INDIAN OCCUPIED KASHMIR:
Making his first contact with a senior Chinese functionary on his trips abroad, Hurriyat chairman Mirwaiz Umar Farooq has met Director Foreign Affairs Ying Gang and discussed a possible Chinese role in resolving the Kashmir issue.
Regional Summary:
NORTHERN STATES:
Haryana Chief Minister Bhupinder Singh Hooda announced that his regime would launch a State-wide urban infrastructure development programme called Rajiv Gandhi Urban Development Mission, Haryana. He said it would focus on providing affordable housing for the urban poor, water supply, sewerage, integrated solid water management and other civic amenities.
EASTERN STATES:
The West Bengal government is raising a counter-insurgency force to be trained by the elite Greyhounds force based in Andhra Pradesh for specialising in counter-guerrilla activities of Maoists active in certain parts of the State.
SOUTHERN STATES:
The controversial Bill to bring about a ban on cow slaughter and draught cattle received approval of the Andhra Legislative Assembly amidst stiff resistance put up by the Opposition.

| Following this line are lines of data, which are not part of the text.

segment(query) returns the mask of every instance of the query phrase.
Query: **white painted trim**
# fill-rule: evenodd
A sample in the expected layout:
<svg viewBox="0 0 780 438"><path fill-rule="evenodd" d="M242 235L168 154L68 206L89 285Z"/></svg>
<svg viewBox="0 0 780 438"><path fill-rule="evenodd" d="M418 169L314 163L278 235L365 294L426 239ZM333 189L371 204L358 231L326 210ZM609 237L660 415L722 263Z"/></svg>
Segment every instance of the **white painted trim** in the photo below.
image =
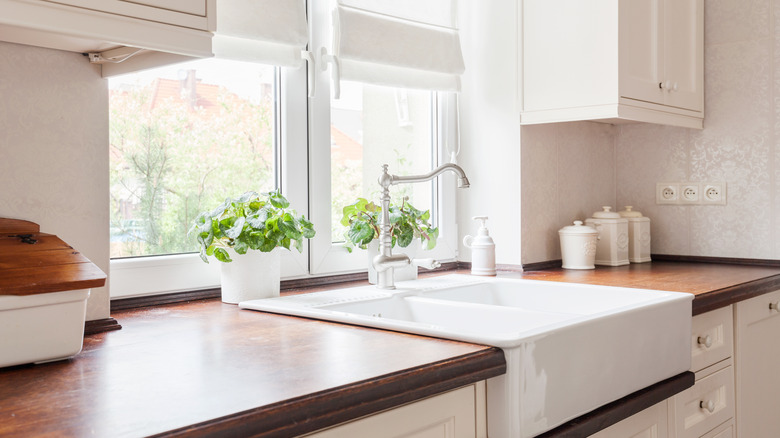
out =
<svg viewBox="0 0 780 438"><path fill-rule="evenodd" d="M281 69L276 184L296 211L309 214L306 136L306 69ZM315 228L316 229L316 228ZM303 252L282 252L282 278L306 276L309 245ZM219 287L219 262L204 263L198 254L177 254L111 260L111 297L154 295Z"/></svg>

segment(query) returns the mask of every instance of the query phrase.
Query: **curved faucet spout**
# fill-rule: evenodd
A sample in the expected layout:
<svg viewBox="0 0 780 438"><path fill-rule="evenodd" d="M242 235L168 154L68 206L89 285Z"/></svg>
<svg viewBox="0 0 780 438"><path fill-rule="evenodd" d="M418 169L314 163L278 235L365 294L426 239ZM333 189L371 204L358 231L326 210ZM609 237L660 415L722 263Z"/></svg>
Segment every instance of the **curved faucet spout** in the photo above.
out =
<svg viewBox="0 0 780 438"><path fill-rule="evenodd" d="M447 163L433 169L424 175L398 176L387 172L387 164L382 166L382 174L379 176L379 185L382 186L382 216L379 221L379 255L374 258L374 267L377 272L377 287L381 289L395 289L393 271L395 267L405 266L410 263L405 255L393 255L392 236L390 234L390 186L393 184L417 183L430 181L444 172L453 172L458 176L458 187L469 187L469 179L466 172L457 164ZM436 263L433 261L433 263Z"/></svg>
<svg viewBox="0 0 780 438"><path fill-rule="evenodd" d="M469 187L470 184L469 184L469 179L466 177L466 172L464 172L460 166L453 163L442 164L441 166L423 175L409 175L409 176L390 175L387 173L387 164L385 164L382 166L382 175L379 177L379 185L381 185L384 188L384 187L389 187L393 184L418 183L418 182L430 181L446 171L451 171L456 175L458 175L458 187L464 189Z"/></svg>

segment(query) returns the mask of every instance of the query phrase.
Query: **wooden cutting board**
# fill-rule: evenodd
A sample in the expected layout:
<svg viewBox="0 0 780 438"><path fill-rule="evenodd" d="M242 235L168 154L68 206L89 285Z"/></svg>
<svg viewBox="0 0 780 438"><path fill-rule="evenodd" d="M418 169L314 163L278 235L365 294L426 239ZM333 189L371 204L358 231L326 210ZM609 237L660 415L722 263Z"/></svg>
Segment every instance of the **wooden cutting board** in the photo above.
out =
<svg viewBox="0 0 780 438"><path fill-rule="evenodd" d="M36 295L106 284L106 274L38 224L0 218L0 295Z"/></svg>

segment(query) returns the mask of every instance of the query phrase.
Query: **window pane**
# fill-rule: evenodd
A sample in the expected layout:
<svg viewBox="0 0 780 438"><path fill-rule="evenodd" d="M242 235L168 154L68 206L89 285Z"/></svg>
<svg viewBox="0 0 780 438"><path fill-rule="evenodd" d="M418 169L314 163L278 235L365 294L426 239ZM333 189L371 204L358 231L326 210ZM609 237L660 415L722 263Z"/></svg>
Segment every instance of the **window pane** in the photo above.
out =
<svg viewBox="0 0 780 438"><path fill-rule="evenodd" d="M332 236L343 241L342 209L363 197L379 203L382 165L396 175L428 173L434 148L433 100L428 91L341 83L331 100ZM433 183L401 184L391 202L403 197L417 209L431 208Z"/></svg>
<svg viewBox="0 0 780 438"><path fill-rule="evenodd" d="M198 213L274 189L275 77L204 59L109 80L111 257L194 252Z"/></svg>

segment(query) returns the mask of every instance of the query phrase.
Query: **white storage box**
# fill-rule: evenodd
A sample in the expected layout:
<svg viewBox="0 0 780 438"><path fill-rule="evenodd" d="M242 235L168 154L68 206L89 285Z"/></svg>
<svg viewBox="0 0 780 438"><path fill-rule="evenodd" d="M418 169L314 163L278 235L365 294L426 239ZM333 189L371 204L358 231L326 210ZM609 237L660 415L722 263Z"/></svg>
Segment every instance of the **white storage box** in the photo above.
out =
<svg viewBox="0 0 780 438"><path fill-rule="evenodd" d="M0 296L0 367L81 351L89 289Z"/></svg>
<svg viewBox="0 0 780 438"><path fill-rule="evenodd" d="M106 274L38 224L0 218L0 367L81 351L91 288Z"/></svg>

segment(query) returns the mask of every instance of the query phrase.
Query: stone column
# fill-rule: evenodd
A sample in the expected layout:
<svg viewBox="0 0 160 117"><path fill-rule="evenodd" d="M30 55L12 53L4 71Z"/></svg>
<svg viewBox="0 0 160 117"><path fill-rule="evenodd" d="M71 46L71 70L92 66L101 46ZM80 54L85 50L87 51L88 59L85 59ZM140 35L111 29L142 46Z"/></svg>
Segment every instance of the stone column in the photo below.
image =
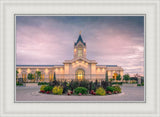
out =
<svg viewBox="0 0 160 117"><path fill-rule="evenodd" d="M141 77L138 77L138 84L141 84Z"/></svg>

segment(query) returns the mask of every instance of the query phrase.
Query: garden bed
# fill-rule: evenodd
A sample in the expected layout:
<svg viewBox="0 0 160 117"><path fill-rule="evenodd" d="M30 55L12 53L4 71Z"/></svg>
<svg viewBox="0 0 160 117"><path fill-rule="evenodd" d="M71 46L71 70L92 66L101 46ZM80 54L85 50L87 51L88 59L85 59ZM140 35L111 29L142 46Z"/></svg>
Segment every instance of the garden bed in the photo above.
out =
<svg viewBox="0 0 160 117"><path fill-rule="evenodd" d="M25 86L25 87L37 87L38 83L23 83L23 86Z"/></svg>
<svg viewBox="0 0 160 117"><path fill-rule="evenodd" d="M123 83L122 86L125 86L125 87L137 87L137 84L129 84L129 83Z"/></svg>
<svg viewBox="0 0 160 117"><path fill-rule="evenodd" d="M49 85L42 85L40 93L52 95L78 95L78 96L105 96L121 93L119 86L108 86L108 82L103 81L101 85L88 81L71 81L59 83L54 81Z"/></svg>

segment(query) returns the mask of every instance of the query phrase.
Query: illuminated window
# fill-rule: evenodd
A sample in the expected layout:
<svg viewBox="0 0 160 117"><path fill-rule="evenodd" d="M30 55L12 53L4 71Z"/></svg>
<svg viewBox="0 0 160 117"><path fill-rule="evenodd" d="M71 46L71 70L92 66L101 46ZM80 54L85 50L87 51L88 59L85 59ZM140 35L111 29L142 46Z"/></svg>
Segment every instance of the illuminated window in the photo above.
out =
<svg viewBox="0 0 160 117"><path fill-rule="evenodd" d="M82 70L82 69L77 70L76 79L77 80L83 80L84 79L84 70Z"/></svg>
<svg viewBox="0 0 160 117"><path fill-rule="evenodd" d="M78 48L78 57L81 57L82 54L83 54L83 49L82 49L82 47L79 47Z"/></svg>

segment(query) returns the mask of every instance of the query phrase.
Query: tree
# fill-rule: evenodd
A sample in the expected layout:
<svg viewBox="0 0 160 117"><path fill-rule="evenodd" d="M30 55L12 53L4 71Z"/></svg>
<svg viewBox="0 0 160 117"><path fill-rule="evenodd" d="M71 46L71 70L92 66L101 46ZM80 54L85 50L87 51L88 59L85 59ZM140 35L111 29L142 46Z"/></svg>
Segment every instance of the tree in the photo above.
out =
<svg viewBox="0 0 160 117"><path fill-rule="evenodd" d="M117 75L116 80L121 80L121 75L120 74Z"/></svg>
<svg viewBox="0 0 160 117"><path fill-rule="evenodd" d="M33 74L28 74L28 79L33 80L34 79Z"/></svg>
<svg viewBox="0 0 160 117"><path fill-rule="evenodd" d="M38 82L38 79L41 77L41 72L40 71L36 71L36 78L37 78L37 82Z"/></svg>
<svg viewBox="0 0 160 117"><path fill-rule="evenodd" d="M54 81L56 80L56 73L54 72Z"/></svg>
<svg viewBox="0 0 160 117"><path fill-rule="evenodd" d="M123 80L126 80L126 81L130 80L129 74L125 74L125 75L123 76Z"/></svg>
<svg viewBox="0 0 160 117"><path fill-rule="evenodd" d="M18 71L16 70L16 82L18 82Z"/></svg>
<svg viewBox="0 0 160 117"><path fill-rule="evenodd" d="M108 72L106 72L106 78L105 81L108 82Z"/></svg>
<svg viewBox="0 0 160 117"><path fill-rule="evenodd" d="M19 72L16 70L16 77L18 77L18 73L19 73Z"/></svg>

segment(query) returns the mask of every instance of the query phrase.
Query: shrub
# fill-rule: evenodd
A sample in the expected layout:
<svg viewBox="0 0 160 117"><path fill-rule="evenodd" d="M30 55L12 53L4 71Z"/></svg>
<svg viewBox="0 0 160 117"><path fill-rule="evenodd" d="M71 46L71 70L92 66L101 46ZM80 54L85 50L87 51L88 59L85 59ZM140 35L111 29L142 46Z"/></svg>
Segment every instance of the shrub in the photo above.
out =
<svg viewBox="0 0 160 117"><path fill-rule="evenodd" d="M77 87L75 90L74 90L74 93L75 94L79 94L81 93L82 95L83 94L87 94L88 93L88 90L85 88L85 87Z"/></svg>
<svg viewBox="0 0 160 117"><path fill-rule="evenodd" d="M129 74L123 75L123 80L126 80L126 81L130 80Z"/></svg>
<svg viewBox="0 0 160 117"><path fill-rule="evenodd" d="M79 87L79 82L78 80L75 80L75 81L71 81L71 84L70 84L70 88L71 90L73 91L73 89L76 89L77 87Z"/></svg>
<svg viewBox="0 0 160 117"><path fill-rule="evenodd" d="M119 86L113 86L114 91L121 93L121 88Z"/></svg>
<svg viewBox="0 0 160 117"><path fill-rule="evenodd" d="M113 91L114 91L114 87L109 87L109 86L108 86L108 87L106 88L106 91L113 92Z"/></svg>
<svg viewBox="0 0 160 117"><path fill-rule="evenodd" d="M28 74L28 80L33 80L34 79L34 77L33 77L33 74Z"/></svg>
<svg viewBox="0 0 160 117"><path fill-rule="evenodd" d="M45 91L52 91L53 87L52 86L46 86L44 88Z"/></svg>
<svg viewBox="0 0 160 117"><path fill-rule="evenodd" d="M137 84L137 86L141 86L141 84Z"/></svg>
<svg viewBox="0 0 160 117"><path fill-rule="evenodd" d="M142 86L144 86L144 82L142 82L142 84L141 84Z"/></svg>
<svg viewBox="0 0 160 117"><path fill-rule="evenodd" d="M40 91L44 91L44 88L46 87L46 85L42 85L40 88Z"/></svg>
<svg viewBox="0 0 160 117"><path fill-rule="evenodd" d="M16 83L16 86L23 86L23 84L22 83Z"/></svg>
<svg viewBox="0 0 160 117"><path fill-rule="evenodd" d="M109 86L109 82L107 82L107 81L102 81L102 82L101 82L101 86L102 86L104 89L106 89L107 86Z"/></svg>
<svg viewBox="0 0 160 117"><path fill-rule="evenodd" d="M137 81L136 80L131 80L131 84L136 84Z"/></svg>
<svg viewBox="0 0 160 117"><path fill-rule="evenodd" d="M119 85L122 85L122 82L112 82L112 85L113 84L119 84Z"/></svg>
<svg viewBox="0 0 160 117"><path fill-rule="evenodd" d="M116 80L121 80L121 75L120 74L117 75Z"/></svg>
<svg viewBox="0 0 160 117"><path fill-rule="evenodd" d="M49 85L47 82L38 82L38 85Z"/></svg>
<svg viewBox="0 0 160 117"><path fill-rule="evenodd" d="M62 95L63 87L62 86L54 86L54 88L52 89L52 93Z"/></svg>
<svg viewBox="0 0 160 117"><path fill-rule="evenodd" d="M87 80L82 80L80 82L80 87L85 87L86 89L88 89L89 86L89 82Z"/></svg>
<svg viewBox="0 0 160 117"><path fill-rule="evenodd" d="M64 81L62 83L62 86L63 86L63 93L66 93L69 89L69 86L67 85L68 83L66 81Z"/></svg>
<svg viewBox="0 0 160 117"><path fill-rule="evenodd" d="M106 95L106 91L103 87L99 87L98 89L96 89L96 95Z"/></svg>

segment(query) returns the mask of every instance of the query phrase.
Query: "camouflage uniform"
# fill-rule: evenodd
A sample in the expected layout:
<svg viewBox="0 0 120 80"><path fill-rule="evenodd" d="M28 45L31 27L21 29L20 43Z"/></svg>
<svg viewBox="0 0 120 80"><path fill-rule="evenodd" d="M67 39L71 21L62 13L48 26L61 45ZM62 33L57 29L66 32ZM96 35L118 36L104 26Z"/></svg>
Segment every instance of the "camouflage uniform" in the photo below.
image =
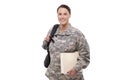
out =
<svg viewBox="0 0 120 80"><path fill-rule="evenodd" d="M48 34L50 34L51 29ZM54 37L54 43L49 46L51 63L46 71L49 80L84 80L82 69L85 69L90 62L90 52L88 43L81 31L70 24L64 32L60 32L58 27ZM46 49L47 42L43 41L42 47ZM77 74L74 77L60 73L60 53L79 51L79 58L74 69Z"/></svg>

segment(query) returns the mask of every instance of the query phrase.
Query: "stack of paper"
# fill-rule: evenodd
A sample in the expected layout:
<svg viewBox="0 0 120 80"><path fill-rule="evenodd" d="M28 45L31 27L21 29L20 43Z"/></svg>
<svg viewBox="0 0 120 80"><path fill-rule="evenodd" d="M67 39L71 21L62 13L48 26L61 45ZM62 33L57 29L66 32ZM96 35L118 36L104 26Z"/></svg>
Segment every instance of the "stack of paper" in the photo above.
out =
<svg viewBox="0 0 120 80"><path fill-rule="evenodd" d="M78 56L79 56L78 52L61 53L60 54L61 73L67 74L67 72L71 70L77 63Z"/></svg>

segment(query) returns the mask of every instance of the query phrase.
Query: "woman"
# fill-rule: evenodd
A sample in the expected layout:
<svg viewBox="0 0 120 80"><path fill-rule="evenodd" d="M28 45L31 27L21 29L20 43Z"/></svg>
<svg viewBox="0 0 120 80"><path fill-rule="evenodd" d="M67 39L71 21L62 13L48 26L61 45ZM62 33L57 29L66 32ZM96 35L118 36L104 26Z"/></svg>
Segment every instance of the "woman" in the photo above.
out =
<svg viewBox="0 0 120 80"><path fill-rule="evenodd" d="M46 71L49 80L84 80L82 69L85 69L90 62L90 53L88 43L82 32L74 28L69 23L71 9L67 5L60 5L57 8L58 21L60 23L54 37L54 43L49 45L51 62ZM46 49L49 42L51 29L49 30L42 47ZM62 52L79 52L79 58L76 65L67 72L61 73L60 53Z"/></svg>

In a significant judgment, the Supreme Court on Thursday permitted Andhra Pradesh to provide four per cent reservation in jobs and education for backward members of the Muslim community, but referred to a special bench the issue of its constitutional validity.
WESTERN STATES:
The Anti-Naxal Task Force will soon intensify its operations in the Maoist hotbed of Gadchiroli in Maharashtra, drawing an additional 9,000 security personnel. Official sources said that about nine battalions (9,000 personnel) of the CRPF are on their way to the South Gadchiroli as part of a strategy being planned for the area which has witnessed heightened Naxal activities in the last one year.